Imagine going through the seven stages of grief in seven days. That monumentally disorienting premise is the framework for Venita Blackburn’s debut novel, Dead in Long Beach, California. The novel centers on Coral Brown, a Black lesbian sci-fi writer, who walks into her brother Jay’s apartment in Long Beach and discovers he has died by suicide. The whole story takes place within the week she finds his body, one Friday to the next. Amidst chapters titled after days of the week, memory, grief, denial and time bleed into each other.
Blackburn is an associate professor of creative writing at California State University, Fresno, and the founder and president of Live, Write, a nonprofit that offers free creative writing workshops to communities of color. She has previously published two short story collections. The most recent, How to Wrestle a Girl, was a 2022 finalist for the Lambda Literary Award for Lesbian Fiction. Reviewers praised the collection for its playfully inventive structure; in it Blackburn alternates between first and third person, uses her background as a flash fiction writer to pack big feelings and stories into small words counts, and blunts tragedy with farce. Echoes of these writing flourishes can be found in her latest offering.

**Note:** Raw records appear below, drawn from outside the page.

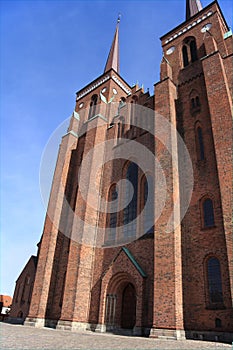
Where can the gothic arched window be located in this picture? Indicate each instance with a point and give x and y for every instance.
(112, 210)
(208, 212)
(193, 50)
(131, 197)
(148, 219)
(200, 144)
(189, 51)
(185, 56)
(92, 109)
(214, 280)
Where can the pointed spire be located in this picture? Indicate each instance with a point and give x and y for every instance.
(113, 57)
(192, 7)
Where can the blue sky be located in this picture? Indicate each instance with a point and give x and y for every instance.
(50, 50)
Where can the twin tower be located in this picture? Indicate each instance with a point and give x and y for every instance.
(138, 233)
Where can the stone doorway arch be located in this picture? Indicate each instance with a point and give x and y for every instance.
(129, 302)
(121, 302)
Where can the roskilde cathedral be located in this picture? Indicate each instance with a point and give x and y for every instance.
(139, 278)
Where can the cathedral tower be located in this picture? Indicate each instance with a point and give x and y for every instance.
(101, 269)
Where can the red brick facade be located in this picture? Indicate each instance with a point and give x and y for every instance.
(167, 283)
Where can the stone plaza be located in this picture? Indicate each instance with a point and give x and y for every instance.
(23, 337)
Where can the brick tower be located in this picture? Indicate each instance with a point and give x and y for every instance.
(155, 281)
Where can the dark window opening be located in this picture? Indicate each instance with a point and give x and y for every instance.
(218, 323)
(208, 211)
(92, 109)
(214, 281)
(131, 197)
(197, 100)
(112, 213)
(200, 143)
(185, 56)
(148, 204)
(193, 51)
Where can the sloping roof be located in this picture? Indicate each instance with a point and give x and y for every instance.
(134, 262)
(113, 57)
(192, 7)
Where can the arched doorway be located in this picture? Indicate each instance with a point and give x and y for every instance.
(128, 314)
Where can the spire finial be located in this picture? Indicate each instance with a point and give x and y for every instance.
(113, 57)
(192, 7)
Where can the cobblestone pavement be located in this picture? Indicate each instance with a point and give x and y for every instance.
(22, 337)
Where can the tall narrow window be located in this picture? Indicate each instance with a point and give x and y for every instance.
(189, 51)
(214, 280)
(201, 151)
(148, 204)
(131, 197)
(185, 56)
(112, 214)
(193, 51)
(208, 212)
(92, 109)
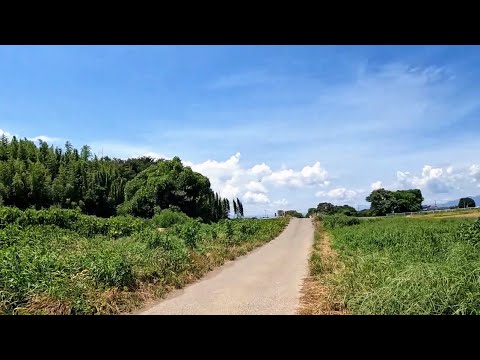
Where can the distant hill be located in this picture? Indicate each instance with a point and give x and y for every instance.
(455, 202)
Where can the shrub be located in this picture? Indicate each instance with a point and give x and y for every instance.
(168, 217)
(338, 220)
(470, 232)
(188, 232)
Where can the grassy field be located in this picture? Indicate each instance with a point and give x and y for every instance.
(405, 266)
(62, 262)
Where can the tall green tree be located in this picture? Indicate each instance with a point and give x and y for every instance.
(466, 202)
(384, 201)
(326, 208)
(240, 207)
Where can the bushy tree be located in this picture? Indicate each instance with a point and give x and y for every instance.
(466, 202)
(326, 208)
(384, 201)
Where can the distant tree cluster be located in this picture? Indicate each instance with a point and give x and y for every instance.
(330, 209)
(385, 202)
(41, 176)
(466, 202)
(293, 213)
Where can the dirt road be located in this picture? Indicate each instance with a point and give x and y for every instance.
(266, 281)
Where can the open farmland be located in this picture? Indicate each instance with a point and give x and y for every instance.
(402, 266)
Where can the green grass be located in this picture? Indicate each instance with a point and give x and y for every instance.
(409, 266)
(47, 269)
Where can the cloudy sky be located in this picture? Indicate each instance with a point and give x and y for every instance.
(281, 127)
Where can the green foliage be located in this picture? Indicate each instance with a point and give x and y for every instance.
(311, 211)
(169, 183)
(188, 232)
(326, 208)
(293, 213)
(45, 268)
(466, 202)
(111, 269)
(409, 266)
(385, 202)
(84, 225)
(470, 232)
(167, 218)
(338, 220)
(330, 209)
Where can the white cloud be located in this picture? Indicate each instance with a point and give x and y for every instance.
(154, 155)
(437, 180)
(256, 186)
(281, 202)
(229, 191)
(45, 138)
(376, 185)
(308, 176)
(6, 133)
(260, 169)
(255, 198)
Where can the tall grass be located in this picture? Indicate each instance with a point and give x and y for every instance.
(409, 266)
(65, 269)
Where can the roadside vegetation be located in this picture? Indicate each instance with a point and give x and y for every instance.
(86, 235)
(404, 266)
(63, 262)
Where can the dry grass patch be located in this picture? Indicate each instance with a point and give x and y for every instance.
(318, 297)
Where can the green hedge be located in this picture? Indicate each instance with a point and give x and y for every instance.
(84, 225)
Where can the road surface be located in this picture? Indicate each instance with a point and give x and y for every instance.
(266, 281)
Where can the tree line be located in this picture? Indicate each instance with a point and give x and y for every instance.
(382, 202)
(42, 176)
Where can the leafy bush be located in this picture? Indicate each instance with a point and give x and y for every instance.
(48, 269)
(85, 225)
(188, 232)
(470, 232)
(338, 220)
(409, 266)
(167, 218)
(111, 269)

“Californians walked like they were underwater,” Blackburn writes in Dead in Long Beach, “slow, with all the time in the universe.” This warped temporal reality is compounded in Compton, where she notes “even time moved like water … a thing to drown in, a thing necessary for life.”
Like Blackburn, whose hometown is Compton, Coral is a South Los Angeles native. In suffusing the book with Coral’s memories — tender, bitter, formative — Blackburn effectively turns it into a love letter to the region. In the ’90s when Coral was young, the city was “a mecca, an Eden, a place to dream, honor; to buy liquor, doughnuts, fried chicken and greens; a place to loathe and protect.” Coral came of age in this place. She was familiar with its music and violence — a regularity she regarded as “white noise.” Still, death is not something you can prepare for.
“Death IRL is an ice bath from the inside out,” the narrator reflects. Blackburn’s writing is similarly bracing. The book’s format is experimental and hard to pin down — the label “a novel” is in winking quotes on its cover. We meet the narrator in the opening sentence as a mysterious and nameless ‘we’ announces, “We are responsible for telling this story, mostly because Coral cannot.”